At 205, the dataset is obfuscated. Using the obfuscation function determined at 203, the data elements of the dataset are converted to their corresponding obfuscated values. Since the obfuscation function is monotonic, the obfuscated values preserve the linear order of the dataset. In some embodiments, the obfuscated values are stored in a new database table and/or column associated with the dataset. For example, a patient table can include columns for a patient identifier as a primary key and a confidential age value. For comparison purposes, the age value can be replaced with an obfuscated age. The obfuscated age can be stored in a new column and access to the confidential age column can be limited. In some embodiments, a new table is created replacing the confidential age value with the obfuscated age value for each patient and access to the original table with the confidential age is limited.

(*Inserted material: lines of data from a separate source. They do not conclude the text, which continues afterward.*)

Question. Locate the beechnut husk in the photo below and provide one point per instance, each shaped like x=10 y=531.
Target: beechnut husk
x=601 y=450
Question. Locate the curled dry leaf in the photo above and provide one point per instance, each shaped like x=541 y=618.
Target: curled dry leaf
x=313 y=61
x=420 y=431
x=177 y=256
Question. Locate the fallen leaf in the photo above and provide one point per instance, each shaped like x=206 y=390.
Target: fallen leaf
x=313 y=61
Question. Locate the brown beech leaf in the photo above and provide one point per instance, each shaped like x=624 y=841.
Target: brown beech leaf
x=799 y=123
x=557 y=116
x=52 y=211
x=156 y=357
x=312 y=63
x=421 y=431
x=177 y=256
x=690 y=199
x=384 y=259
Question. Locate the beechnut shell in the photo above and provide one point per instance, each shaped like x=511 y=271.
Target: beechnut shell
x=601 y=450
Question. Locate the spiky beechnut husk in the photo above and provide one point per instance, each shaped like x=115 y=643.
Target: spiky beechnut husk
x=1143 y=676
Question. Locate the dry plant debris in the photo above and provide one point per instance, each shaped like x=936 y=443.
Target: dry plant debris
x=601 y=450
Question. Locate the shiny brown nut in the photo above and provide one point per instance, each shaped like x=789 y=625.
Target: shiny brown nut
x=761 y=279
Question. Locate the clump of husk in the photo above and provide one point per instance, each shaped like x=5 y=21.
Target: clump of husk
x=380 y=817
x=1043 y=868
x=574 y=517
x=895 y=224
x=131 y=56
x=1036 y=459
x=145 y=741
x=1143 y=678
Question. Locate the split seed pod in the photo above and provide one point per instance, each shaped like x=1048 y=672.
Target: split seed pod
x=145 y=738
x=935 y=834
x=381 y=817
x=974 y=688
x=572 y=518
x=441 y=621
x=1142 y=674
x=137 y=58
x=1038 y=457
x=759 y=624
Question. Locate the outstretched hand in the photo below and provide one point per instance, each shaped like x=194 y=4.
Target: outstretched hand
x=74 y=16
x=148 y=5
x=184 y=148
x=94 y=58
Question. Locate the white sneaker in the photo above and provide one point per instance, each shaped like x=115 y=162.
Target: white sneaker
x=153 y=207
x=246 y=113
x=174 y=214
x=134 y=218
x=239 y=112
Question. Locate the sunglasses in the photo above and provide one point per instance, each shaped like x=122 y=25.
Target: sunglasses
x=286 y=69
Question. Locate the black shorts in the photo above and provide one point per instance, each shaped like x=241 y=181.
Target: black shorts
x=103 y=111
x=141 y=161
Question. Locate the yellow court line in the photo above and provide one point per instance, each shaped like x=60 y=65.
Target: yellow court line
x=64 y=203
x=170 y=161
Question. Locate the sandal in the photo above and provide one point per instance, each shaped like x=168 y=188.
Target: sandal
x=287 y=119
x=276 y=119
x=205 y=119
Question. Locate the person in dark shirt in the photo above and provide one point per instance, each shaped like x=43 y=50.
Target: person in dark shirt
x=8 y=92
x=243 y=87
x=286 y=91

At 207, a comparison query is performed on the obfuscated dataset. For example, using the dataset obfuscated at 205, a comparison query can be performed. In some embodiments, the comparison query references two obfuscated data elements that are compared to one another. Additional types of comparison queries are appropriate as well. For example, a comparison query can compare an obfuscated data element to a known value, such as a constant value, by first obfuscating the known value and then comparing the two obfuscated values. In some embodiments, the type of comparison query can return multiple entries such as all rows with obfuscated values that evaluate true for a comparison operator. For example, extending the example from step 205, the confidential values for ages can be required for comparison, such as a query for all patients under the age of 18. Instead of accessing the confidential ages of each patient, the obfuscated ages can be compared to the obfuscated value of age 18 to return all patient identifiers with an age less than 18.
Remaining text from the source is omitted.